Photo by Kevin Plachy | Courtesy Niles Abston

Comedian Niles Abston didn't intend to make stand-up his full-time gig, though we can all count ourselves lucky that he did.

In his debut special GIRLS DON'T TWERK TO JOKES, which he filmed right before COVID hit in front of 100-plus people at a house in California, Abston tells of how he "settled for this bullshit." The bullshit, in this case, refers to telling jokes as opposed to spitting bars.

Abston treated audiences to a set that was anything but bullshit at his debut show in Seattle over the weekend. He, along with a solid lineup of comedians Arthur Hamilton, Chaz Carter, and Kalea McNeill as well as rapper Duece Flame, brought life to a dreary Saturday evening as laughter ricocheted around the Funhouse.

The crew was fresh off a trip to Portland, the first stop in their Pacific Northwest tour that also is Abston's first series of shows as a headliner. The performances were in conjunction with the launch of the Niles Abston's Big A$$ House Party podcast, which recently released its first episode.

Before the shows, I talked with Abston about how he's grown since his debut special. Like many who do stand-up, he's put that first hour of comedy behind him and is now working on developing new material. That old hour feels like it was "forever ago," he said. The pandemic changed a lot of things.

What hasn't changed? Abston is still funny as hell, already a master craftsman of jokes sown through great storytelling. He is a comedian who challenges his audience's expectations and wrong-foots them with ease.

From my endlessly rickety table at a booth just off the stage on Saturday, seeing Abston in action was hilarious and unexpected. He would go from setting the audience up for a joke about pegging becoming popular in Los Angeles, then veer into whether anyone has the stamina to be able to peg him. Abston catches you off guard—his delivery is rhythmic and still laid back, hitting when you least expect it.

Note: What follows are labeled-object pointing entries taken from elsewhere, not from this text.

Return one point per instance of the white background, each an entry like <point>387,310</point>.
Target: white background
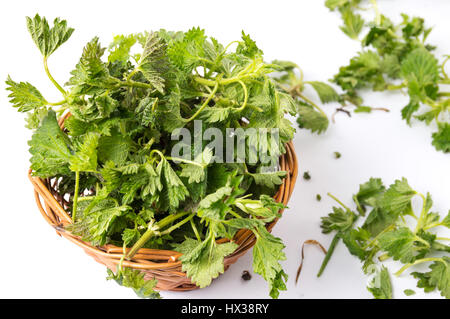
<point>34,262</point>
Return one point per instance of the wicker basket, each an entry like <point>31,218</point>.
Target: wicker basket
<point>160,264</point>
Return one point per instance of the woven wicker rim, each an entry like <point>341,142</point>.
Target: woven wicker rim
<point>155,263</point>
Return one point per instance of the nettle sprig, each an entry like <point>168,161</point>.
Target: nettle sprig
<point>396,57</point>
<point>113,157</point>
<point>388,231</point>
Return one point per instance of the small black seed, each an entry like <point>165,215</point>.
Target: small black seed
<point>306,176</point>
<point>246,275</point>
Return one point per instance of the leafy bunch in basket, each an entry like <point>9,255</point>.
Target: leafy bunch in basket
<point>396,56</point>
<point>113,155</point>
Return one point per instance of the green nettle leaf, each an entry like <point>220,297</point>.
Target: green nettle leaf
<point>420,68</point>
<point>269,179</point>
<point>176,191</point>
<point>203,261</point>
<point>145,111</point>
<point>133,278</point>
<point>119,49</point>
<point>85,158</point>
<point>326,92</point>
<point>446,221</point>
<point>369,193</point>
<point>130,236</point>
<point>153,61</point>
<point>382,288</point>
<point>24,96</point>
<point>90,72</point>
<point>438,277</point>
<point>398,197</point>
<point>187,52</point>
<point>50,148</point>
<point>339,220</point>
<point>399,244</point>
<point>98,220</point>
<point>311,119</point>
<point>48,39</point>
<point>114,148</point>
<point>196,173</point>
<point>111,158</point>
<point>353,24</point>
<point>267,253</point>
<point>441,138</point>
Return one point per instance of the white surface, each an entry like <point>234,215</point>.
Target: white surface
<point>34,262</point>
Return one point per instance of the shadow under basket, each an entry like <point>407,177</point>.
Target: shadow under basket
<point>155,263</point>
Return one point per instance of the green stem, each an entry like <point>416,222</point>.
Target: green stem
<point>338,201</point>
<point>57,103</point>
<point>59,87</point>
<point>75,196</point>
<point>235,214</point>
<point>393,87</point>
<point>130,83</point>
<point>423,241</point>
<point>183,161</point>
<point>177,225</point>
<point>330,251</point>
<point>194,228</point>
<point>132,73</point>
<point>153,230</point>
<point>419,261</point>
<point>383,257</point>
<point>390,227</point>
<point>244,104</point>
<point>377,12</point>
<point>300,95</point>
<point>211,95</point>
<point>422,214</point>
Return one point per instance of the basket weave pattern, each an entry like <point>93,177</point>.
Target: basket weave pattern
<point>160,264</point>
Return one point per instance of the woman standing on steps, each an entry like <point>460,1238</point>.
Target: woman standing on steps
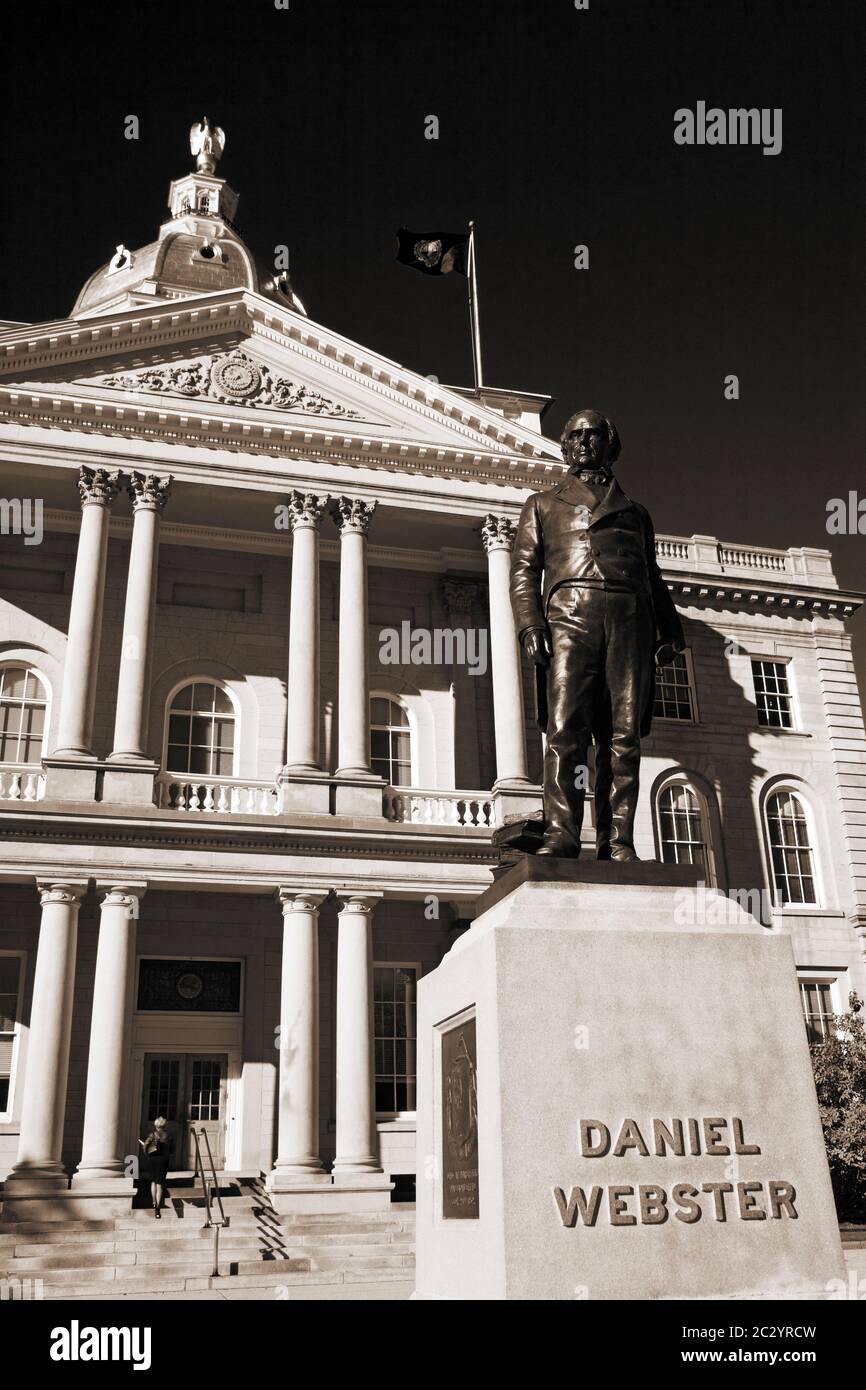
<point>157,1148</point>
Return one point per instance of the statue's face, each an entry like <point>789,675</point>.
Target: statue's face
<point>585,444</point>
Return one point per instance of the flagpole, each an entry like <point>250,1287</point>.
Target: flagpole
<point>473,307</point>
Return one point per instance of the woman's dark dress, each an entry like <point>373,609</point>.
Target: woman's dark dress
<point>157,1162</point>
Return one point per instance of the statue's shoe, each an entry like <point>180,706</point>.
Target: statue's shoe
<point>623,855</point>
<point>559,847</point>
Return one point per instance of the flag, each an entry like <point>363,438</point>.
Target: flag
<point>434,253</point>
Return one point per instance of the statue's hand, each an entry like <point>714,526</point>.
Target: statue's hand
<point>666,652</point>
<point>537,645</point>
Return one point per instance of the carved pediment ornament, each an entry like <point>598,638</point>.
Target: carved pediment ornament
<point>235,380</point>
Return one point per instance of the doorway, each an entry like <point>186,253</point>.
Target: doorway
<point>189,1090</point>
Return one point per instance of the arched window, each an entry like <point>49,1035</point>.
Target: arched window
<point>200,731</point>
<point>389,741</point>
<point>683,830</point>
<point>22,715</point>
<point>790,848</point>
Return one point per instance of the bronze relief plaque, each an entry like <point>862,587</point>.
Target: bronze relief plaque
<point>459,1123</point>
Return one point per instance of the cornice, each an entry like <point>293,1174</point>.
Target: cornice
<point>196,320</point>
<point>159,830</point>
<point>793,599</point>
<point>170,421</point>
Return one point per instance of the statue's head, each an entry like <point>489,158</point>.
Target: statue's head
<point>590,442</point>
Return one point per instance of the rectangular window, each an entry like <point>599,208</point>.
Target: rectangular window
<point>394,995</point>
<point>773,694</point>
<point>674,690</point>
<point>818,1008</point>
<point>10,1014</point>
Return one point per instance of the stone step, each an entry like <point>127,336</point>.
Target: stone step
<point>35,1228</point>
<point>391,1214</point>
<point>134,1289</point>
<point>170,1272</point>
<point>366,1261</point>
<point>141,1248</point>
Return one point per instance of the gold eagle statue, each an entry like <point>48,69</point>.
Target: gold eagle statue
<point>206,142</point>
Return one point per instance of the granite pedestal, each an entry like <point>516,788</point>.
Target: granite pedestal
<point>616,1098</point>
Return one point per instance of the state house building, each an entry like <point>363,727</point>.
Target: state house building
<point>232,834</point>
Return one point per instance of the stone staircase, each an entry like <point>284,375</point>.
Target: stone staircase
<point>139,1257</point>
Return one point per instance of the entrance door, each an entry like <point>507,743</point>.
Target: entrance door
<point>189,1090</point>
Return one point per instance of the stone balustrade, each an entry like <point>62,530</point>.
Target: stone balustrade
<point>708,555</point>
<point>21,781</point>
<point>225,795</point>
<point>410,805</point>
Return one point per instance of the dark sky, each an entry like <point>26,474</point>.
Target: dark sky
<point>556,128</point>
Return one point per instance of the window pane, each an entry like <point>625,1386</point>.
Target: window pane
<point>178,729</point>
<point>790,849</point>
<point>14,681</point>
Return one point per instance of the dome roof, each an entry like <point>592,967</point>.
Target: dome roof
<point>198,252</point>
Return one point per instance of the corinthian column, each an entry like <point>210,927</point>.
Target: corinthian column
<point>47,1058</point>
<point>352,517</point>
<point>298,1162</point>
<point>302,731</point>
<point>97,491</point>
<point>149,496</point>
<point>103,1139</point>
<point>356,1148</point>
<point>498,535</point>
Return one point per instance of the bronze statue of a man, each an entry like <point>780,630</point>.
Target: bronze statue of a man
<point>591,605</point>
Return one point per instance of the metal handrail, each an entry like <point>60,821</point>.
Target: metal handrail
<point>206,1184</point>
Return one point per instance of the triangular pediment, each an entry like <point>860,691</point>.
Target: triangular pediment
<point>270,375</point>
<point>237,377</point>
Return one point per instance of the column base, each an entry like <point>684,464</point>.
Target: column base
<point>352,1193</point>
<point>71,779</point>
<point>513,798</point>
<point>104,1178</point>
<point>128,780</point>
<point>359,794</point>
<point>305,790</point>
<point>296,1179</point>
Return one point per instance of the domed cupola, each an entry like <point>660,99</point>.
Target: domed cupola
<point>198,252</point>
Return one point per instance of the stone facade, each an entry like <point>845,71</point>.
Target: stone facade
<point>264,553</point>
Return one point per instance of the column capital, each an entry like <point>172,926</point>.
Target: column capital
<point>149,492</point>
<point>306,509</point>
<point>64,891</point>
<point>359,901</point>
<point>498,533</point>
<point>300,900</point>
<point>352,516</point>
<point>121,894</point>
<point>97,487</point>
<point>459,595</point>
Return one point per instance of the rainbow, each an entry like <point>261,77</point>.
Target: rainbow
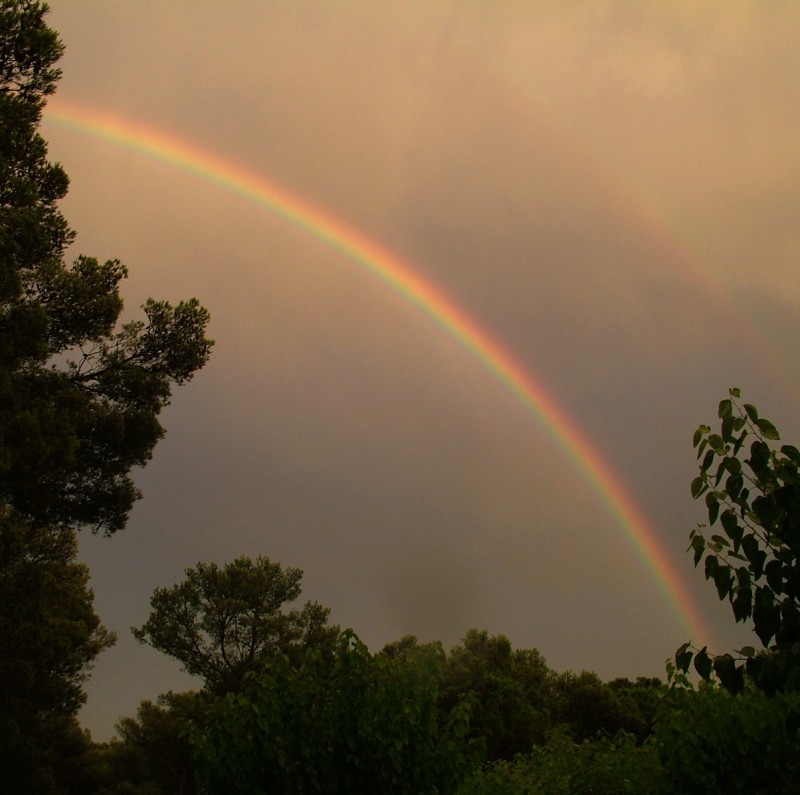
<point>421,293</point>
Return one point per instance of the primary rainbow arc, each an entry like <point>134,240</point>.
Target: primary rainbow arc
<point>419,291</point>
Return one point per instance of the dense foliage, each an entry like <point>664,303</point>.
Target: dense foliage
<point>290,703</point>
<point>751,490</point>
<point>368,724</point>
<point>224,622</point>
<point>79,395</point>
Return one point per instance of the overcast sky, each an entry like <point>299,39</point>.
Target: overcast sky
<point>611,189</point>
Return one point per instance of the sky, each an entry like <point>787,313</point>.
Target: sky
<point>607,192</point>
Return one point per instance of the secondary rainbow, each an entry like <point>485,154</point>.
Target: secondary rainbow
<point>419,291</point>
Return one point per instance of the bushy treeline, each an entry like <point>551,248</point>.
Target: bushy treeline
<point>291,704</point>
<point>483,719</point>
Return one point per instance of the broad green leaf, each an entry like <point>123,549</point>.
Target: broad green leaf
<point>699,547</point>
<point>716,444</point>
<point>712,503</point>
<point>731,526</point>
<point>733,485</point>
<point>723,580</point>
<point>702,664</point>
<point>730,676</point>
<point>683,657</point>
<point>768,430</point>
<point>774,572</point>
<point>698,486</point>
<point>755,555</point>
<point>723,465</point>
<point>727,429</point>
<point>790,451</point>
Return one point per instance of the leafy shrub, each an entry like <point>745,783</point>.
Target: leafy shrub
<point>602,766</point>
<point>711,741</point>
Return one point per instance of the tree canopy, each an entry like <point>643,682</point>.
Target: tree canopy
<point>80,393</point>
<point>751,490</point>
<point>223,622</point>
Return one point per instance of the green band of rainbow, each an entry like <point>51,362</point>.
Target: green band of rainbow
<point>420,292</point>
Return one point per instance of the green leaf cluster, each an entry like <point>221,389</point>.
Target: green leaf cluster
<point>80,392</point>
<point>223,622</point>
<point>751,489</point>
<point>369,723</point>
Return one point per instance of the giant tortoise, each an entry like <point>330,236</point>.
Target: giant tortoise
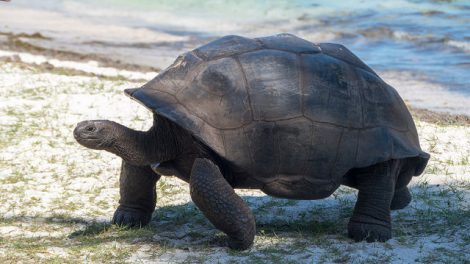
<point>280,114</point>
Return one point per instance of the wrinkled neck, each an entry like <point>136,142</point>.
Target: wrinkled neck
<point>141,148</point>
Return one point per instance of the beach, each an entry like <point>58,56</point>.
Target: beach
<point>57,197</point>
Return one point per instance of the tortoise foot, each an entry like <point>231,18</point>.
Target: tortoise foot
<point>401,199</point>
<point>368,232</point>
<point>129,217</point>
<point>236,244</point>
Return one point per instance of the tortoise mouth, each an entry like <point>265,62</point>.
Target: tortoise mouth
<point>88,135</point>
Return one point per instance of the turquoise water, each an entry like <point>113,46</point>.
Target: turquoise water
<point>429,37</point>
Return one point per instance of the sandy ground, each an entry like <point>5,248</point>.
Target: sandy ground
<point>57,197</point>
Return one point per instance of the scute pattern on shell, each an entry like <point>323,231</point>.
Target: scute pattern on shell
<point>287,110</point>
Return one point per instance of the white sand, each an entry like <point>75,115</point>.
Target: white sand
<point>45,175</point>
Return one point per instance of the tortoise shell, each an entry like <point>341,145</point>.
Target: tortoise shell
<point>285,110</point>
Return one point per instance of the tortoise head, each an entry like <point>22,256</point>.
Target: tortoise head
<point>96,134</point>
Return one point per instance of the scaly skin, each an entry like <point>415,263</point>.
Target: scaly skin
<point>138,196</point>
<point>221,205</point>
<point>371,219</point>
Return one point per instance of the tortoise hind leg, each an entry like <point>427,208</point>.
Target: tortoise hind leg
<point>371,219</point>
<point>401,199</point>
<point>217,200</point>
<point>138,196</point>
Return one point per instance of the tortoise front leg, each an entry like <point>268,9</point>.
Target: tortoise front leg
<point>217,200</point>
<point>371,219</point>
<point>138,195</point>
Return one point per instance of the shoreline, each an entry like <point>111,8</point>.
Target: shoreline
<point>11,42</point>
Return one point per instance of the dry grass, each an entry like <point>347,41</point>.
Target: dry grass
<point>57,197</point>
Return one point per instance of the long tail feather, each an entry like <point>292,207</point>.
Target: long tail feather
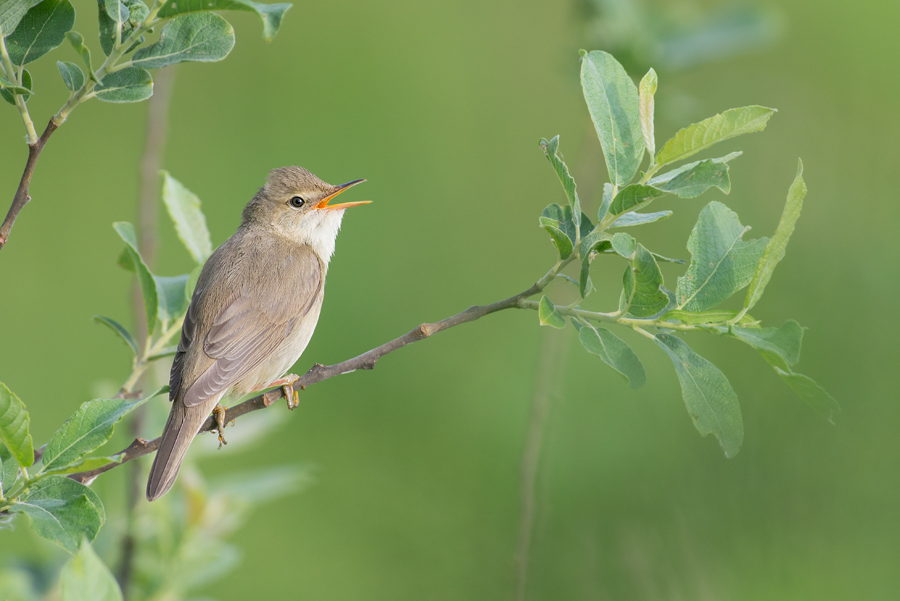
<point>180,430</point>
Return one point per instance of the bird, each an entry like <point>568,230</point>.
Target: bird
<point>254,309</point>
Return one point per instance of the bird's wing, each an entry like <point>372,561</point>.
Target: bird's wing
<point>253,320</point>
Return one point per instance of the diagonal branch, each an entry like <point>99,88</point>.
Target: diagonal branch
<point>21,198</point>
<point>320,373</point>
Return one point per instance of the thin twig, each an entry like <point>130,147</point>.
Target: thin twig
<point>552,361</point>
<point>21,198</point>
<point>147,222</point>
<point>320,373</point>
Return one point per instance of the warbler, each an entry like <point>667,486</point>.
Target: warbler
<point>254,309</point>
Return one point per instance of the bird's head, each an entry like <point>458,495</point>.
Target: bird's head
<point>295,203</point>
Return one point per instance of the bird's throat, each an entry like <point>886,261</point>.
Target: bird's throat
<point>319,230</point>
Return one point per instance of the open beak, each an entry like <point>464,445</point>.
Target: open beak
<point>323,204</point>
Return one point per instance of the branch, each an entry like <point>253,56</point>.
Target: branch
<point>21,198</point>
<point>320,373</point>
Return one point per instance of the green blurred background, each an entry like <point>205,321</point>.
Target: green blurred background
<point>417,480</point>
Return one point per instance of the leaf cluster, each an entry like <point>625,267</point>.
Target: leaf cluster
<point>188,31</point>
<point>61,509</point>
<point>722,261</point>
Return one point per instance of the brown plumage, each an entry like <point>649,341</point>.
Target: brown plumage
<point>255,307</point>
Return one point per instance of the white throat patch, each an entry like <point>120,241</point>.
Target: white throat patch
<point>319,230</point>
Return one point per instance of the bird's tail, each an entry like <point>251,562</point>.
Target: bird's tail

Abston eschews going for easy jokes, defying traditional rules of comedy with charismatic confidence. This commitment to digging deeper should come as no surprise to anyone who saw his recent viral clip that broke down how a comedian can make a trans joke without going for a put-down.

Saturday's small yet engaged crowd ate up Abston's material, even as he had to make the most of a challenging performance environment. He had to briefly deal with a belligerent heckler—whose shouts were incomprehensible from the stage—as well as pockets of the audience who seemed more interested in making the show a chatty happy hour, plus music seeping in from the neighboring El Corazón. Such is an inevitable test any comedian performing in a new city must face, though Abston rolled with the punches.

Ultimately, no one was exempt from Abston's comedy scalpel, from Meghan Markle and Mel Gibson to Seattle and Portland. But one of my favorite jokes of the night came during an elaborate set-up where he had to recount the exact name of a video he purchased on OnlyFans to confirm it with Chase Bank. He confessed the name with his back to the audience—a silly self-deprecation that became even sillier when he said the title. I was laughing too hard to write down the exact name, but I believe it was "pizza and pussy."